LucaVirus is a transformer-based foundation model trained with a semi-supervised strategy that combines masked language modeling with several auxiliary biological tasks across nucleotide and protein sequences. Pretraining used the OpenVirus corpus — 25.4 billion tokens in total, comprising 23.7 billion nucleotide tokens from 10.4 million gene sequences and 1.6 billion amino-acid tokens from 5.2 million protein sequences. According to the authors, LucaVirus achieves state-of-the-art performance on three of four evaluated tasks and matches the leading method on the fourth, while using approximately one-third of the parameters of comparable models. Code, trained checkpoints, and the OpenVirus training data are released openly: the GitHub repository (Apache-2.0) provides training and embedding-inference scripts and a documented model-card README, with weights distributed via FTP and Zenodo and the dataset hosted as HuggingFace data cards.

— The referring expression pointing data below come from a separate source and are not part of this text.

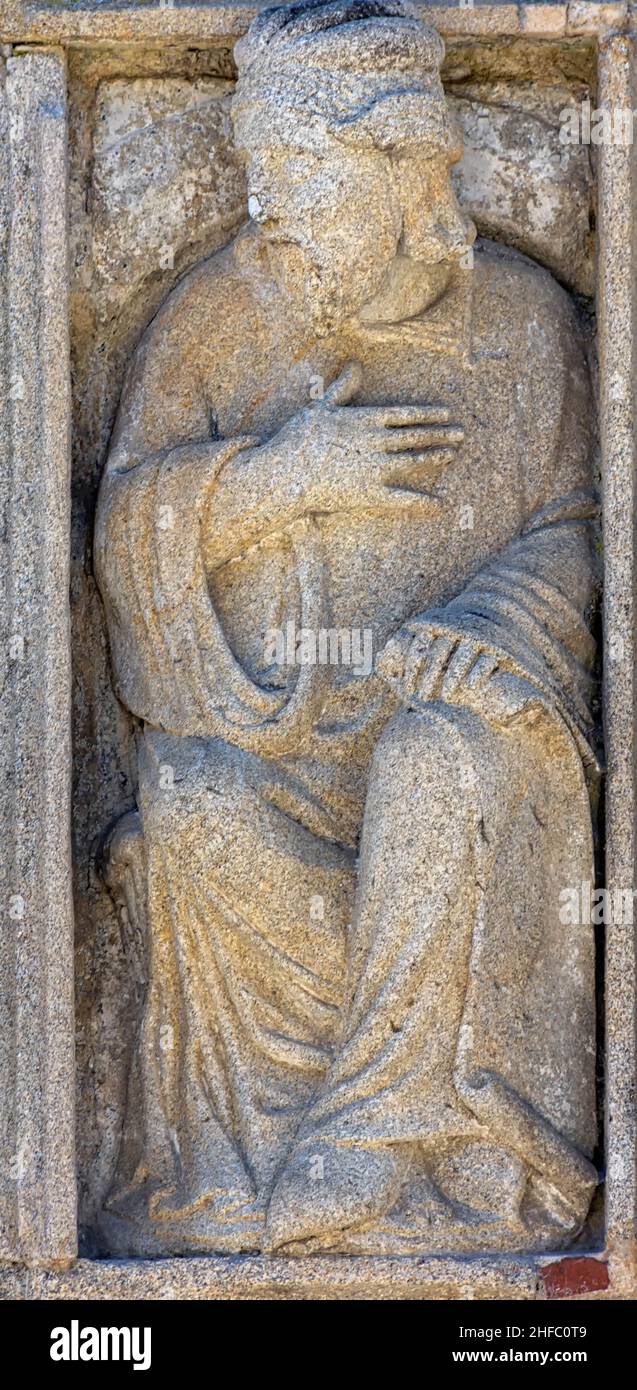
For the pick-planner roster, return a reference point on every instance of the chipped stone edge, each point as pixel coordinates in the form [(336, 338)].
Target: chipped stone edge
[(38, 692), (220, 22), (616, 280), (269, 1278)]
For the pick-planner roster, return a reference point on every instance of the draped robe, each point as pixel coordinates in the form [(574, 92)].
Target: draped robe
[(352, 905)]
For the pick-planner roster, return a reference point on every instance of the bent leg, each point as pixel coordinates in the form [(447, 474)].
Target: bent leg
[(248, 912), (438, 919)]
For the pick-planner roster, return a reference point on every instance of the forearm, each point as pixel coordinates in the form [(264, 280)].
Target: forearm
[(256, 494)]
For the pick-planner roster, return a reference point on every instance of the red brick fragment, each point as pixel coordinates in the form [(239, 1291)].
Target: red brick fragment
[(575, 1275)]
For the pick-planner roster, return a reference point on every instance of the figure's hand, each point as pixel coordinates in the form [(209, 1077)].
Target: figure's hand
[(367, 458), (458, 672)]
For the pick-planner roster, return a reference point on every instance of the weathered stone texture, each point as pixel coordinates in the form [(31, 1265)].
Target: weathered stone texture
[(38, 1150)]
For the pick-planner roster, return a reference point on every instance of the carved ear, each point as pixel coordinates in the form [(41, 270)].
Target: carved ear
[(401, 118)]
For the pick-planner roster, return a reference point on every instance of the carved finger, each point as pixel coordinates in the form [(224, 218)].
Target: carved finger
[(433, 667), (429, 437), (481, 672), (461, 663), (419, 469), (401, 417)]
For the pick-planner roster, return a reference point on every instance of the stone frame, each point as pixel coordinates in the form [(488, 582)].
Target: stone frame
[(38, 1209)]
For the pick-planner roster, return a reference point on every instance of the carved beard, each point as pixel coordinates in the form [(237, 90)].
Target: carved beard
[(303, 268)]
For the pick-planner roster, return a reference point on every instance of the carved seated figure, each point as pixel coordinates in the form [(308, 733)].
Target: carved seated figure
[(366, 1026)]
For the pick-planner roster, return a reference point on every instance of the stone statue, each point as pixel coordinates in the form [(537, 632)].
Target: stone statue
[(367, 1027)]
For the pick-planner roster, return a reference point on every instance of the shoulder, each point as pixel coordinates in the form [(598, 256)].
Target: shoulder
[(195, 350), (205, 313), (522, 302)]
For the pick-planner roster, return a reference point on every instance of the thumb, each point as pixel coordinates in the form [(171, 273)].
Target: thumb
[(345, 385)]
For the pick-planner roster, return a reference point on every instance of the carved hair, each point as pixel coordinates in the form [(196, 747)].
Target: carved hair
[(365, 71)]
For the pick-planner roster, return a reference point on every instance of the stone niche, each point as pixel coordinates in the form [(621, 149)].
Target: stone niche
[(117, 175)]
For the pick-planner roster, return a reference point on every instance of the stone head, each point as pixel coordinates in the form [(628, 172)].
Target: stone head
[(348, 142)]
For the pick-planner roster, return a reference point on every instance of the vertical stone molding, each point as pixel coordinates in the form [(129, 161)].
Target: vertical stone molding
[(38, 1198), (616, 350)]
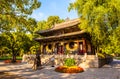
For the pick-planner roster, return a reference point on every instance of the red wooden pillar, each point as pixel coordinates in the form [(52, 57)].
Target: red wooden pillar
[(84, 46)]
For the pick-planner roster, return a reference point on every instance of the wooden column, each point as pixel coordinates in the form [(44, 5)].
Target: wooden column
[(78, 47)]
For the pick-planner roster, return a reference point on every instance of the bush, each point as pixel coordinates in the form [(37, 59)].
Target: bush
[(69, 62)]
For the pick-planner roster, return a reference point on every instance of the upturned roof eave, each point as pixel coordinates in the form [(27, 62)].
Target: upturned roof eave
[(58, 26)]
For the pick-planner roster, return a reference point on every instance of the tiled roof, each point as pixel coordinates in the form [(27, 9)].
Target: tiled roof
[(63, 35), (63, 25)]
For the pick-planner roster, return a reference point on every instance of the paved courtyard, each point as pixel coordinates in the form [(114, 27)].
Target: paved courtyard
[(107, 72)]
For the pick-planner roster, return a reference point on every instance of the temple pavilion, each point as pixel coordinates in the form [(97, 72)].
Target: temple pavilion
[(65, 40)]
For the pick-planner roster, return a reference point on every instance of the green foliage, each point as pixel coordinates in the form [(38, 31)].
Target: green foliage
[(9, 57), (69, 62), (100, 18)]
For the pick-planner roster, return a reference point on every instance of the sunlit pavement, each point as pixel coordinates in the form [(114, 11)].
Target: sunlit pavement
[(25, 70)]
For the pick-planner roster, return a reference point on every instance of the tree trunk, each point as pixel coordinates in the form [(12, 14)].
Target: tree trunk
[(38, 58)]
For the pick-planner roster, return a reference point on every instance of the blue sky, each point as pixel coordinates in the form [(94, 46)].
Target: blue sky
[(54, 8)]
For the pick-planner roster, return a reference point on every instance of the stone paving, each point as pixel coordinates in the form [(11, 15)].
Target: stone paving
[(25, 70)]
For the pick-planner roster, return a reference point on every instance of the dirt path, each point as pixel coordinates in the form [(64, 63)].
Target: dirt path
[(22, 71)]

LucaVirus is aimed at virologists, metagenomics researchers, and computational biologists studying viral diversity and evolution. Typical uses include identifying and annotating novel viruses in environmental and clinical metagenomes, predicting the functional consequences of mutations and the evolvability of viral proteins, annotating enzymatic activity across viral proteomes, and screening for antibody candidates against viral antigens. Because the model operates from sequence and is released with open weights and data, it can be embedded directly into surveillance and discovery pipelines.
LucaVirus extends the foundation-model paradigm into virology, where rapid divergence and incomplete reference databases have long limited similarity-based methods. By unifying nucleotide and protein modeling and demonstrating competitive accuracy at a fraction of the parameter count, it offers an efficient, broadly applicable tool for studying the virosphere. The involvement of a leading viral evolution group and the open release of code, weights, and the OpenVirus corpus lower the barrier to adoption. As a 2025 preprint its results await peer review, and the auxiliary-FTP weight hosting is an archival consideration, but its open and well-documented release makes it readily testable by the community.